Table_1_Antibodies Against Pseudomonas aeruginosa Alkaline Protease Directly Enhance Disruption of Neutrophil Extracellular Traps Mediated by This Enzyme.docx

Extracellular traps released by neutrophils (NETs) are essential for the clearance of Pseudomonas aeruginosa. Alkaline protease (AprA) secreted by P. aeruginosa negatively correlates with clinical improvement. Moreover, anti-AprA in patients with cystic fibrosis (CF) can help identify patients with aggressive forms of chronic infection. However, the mechanism underlying the clinical outcomes remains unclear. We demonstrated that aprA deficiency in P. aeruginosa decreased the bacterial burden and reduced lung infection. AprA degraded NET components in vitro and in vivo but did not affect NET formation. Importantly, antibodies induced by AprA acted as an agonist and directly enhanced the degrading activities of AprA. Moreover, antisera from patients with P. aeruginosa infection exhibited antibody-dependent enhancement (ADE) similar to that of the antibodies we prepared. Our further investigations showed that the interaction between AprA and the specific antibodies might make the enzyme active sites better exposed, and subsequently enhance the recognition of substrates and accelerate the degradation. Our findings revealed that AprA secreted by P. aeruginosa may aggravate infection by destroying formed NETs, an effect that was further enhanced by its antibodies.

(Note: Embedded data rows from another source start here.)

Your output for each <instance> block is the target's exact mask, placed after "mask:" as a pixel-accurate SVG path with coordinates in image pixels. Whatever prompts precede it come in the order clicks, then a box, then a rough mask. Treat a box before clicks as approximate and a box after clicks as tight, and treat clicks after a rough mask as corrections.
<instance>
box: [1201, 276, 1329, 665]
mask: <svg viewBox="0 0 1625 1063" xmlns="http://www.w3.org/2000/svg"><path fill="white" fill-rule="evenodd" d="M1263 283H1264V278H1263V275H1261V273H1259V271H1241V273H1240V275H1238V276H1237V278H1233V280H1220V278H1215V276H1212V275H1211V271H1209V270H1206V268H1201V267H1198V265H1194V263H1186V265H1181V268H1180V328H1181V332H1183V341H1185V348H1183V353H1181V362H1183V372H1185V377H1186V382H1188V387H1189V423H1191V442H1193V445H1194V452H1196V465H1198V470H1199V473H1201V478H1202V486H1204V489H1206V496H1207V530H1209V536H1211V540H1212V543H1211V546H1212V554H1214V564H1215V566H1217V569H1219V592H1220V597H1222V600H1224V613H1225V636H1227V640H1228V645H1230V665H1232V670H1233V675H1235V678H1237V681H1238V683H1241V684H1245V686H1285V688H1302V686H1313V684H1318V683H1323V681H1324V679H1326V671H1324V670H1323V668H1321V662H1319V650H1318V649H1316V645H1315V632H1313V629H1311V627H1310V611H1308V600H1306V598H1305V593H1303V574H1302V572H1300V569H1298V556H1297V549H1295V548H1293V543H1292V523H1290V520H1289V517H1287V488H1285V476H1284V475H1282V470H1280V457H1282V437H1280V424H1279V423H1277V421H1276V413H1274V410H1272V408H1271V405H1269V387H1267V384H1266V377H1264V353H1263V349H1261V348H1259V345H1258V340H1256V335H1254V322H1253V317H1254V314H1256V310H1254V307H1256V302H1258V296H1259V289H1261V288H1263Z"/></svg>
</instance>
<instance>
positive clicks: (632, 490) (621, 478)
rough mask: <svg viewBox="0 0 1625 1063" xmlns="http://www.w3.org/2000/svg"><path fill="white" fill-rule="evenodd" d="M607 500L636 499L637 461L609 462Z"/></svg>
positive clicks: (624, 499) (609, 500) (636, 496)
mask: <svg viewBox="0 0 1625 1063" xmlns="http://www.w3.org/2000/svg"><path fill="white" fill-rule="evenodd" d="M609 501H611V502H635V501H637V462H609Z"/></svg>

中性粒细胞释放的胞外陷阱（Neutrophil Extracellular Traps，NETs）对于清除铜绿假单胞菌至关重要。铜绿假单胞菌分泌的碱性蛋白酶（Alkaline Protease, AprA）与临床改善程度呈负相关。此外，囊性纤维化（Cystic Fibrosis, CF）患者体内的抗AprA抗体可辅助识别罹患侵袭性慢性感染的患者。然而，其介导临床结局的具体机制仍未阐明。本研究证实，铜绿假单胞菌中aprA基因缺失可降低细菌载量并减轻肺部感染。AprA可在体外及体内降解NET组分，但不影响NET的形成过程。尤为关键的是，AprA诱导产生的抗体可作为激动剂，直接增强AprA的降解活性。此外，铜绿假单胞菌感染患者的血清所展现出的抗体依赖增强效应（Antibody-Dependent Enhancement, ADE），与本研究制备的抗体效果一致。进一步研究表明，AprA与其特异性抗体的结合可使该酶的活性中心更好地暴露，进而增强底物识别效率并加速降解进程。本研究结果揭示，铜绿假单胞菌分泌的AprA可通过破坏已形成的NETs加重感染，而其诱导产生的抗体可进一步强化这一致病效应。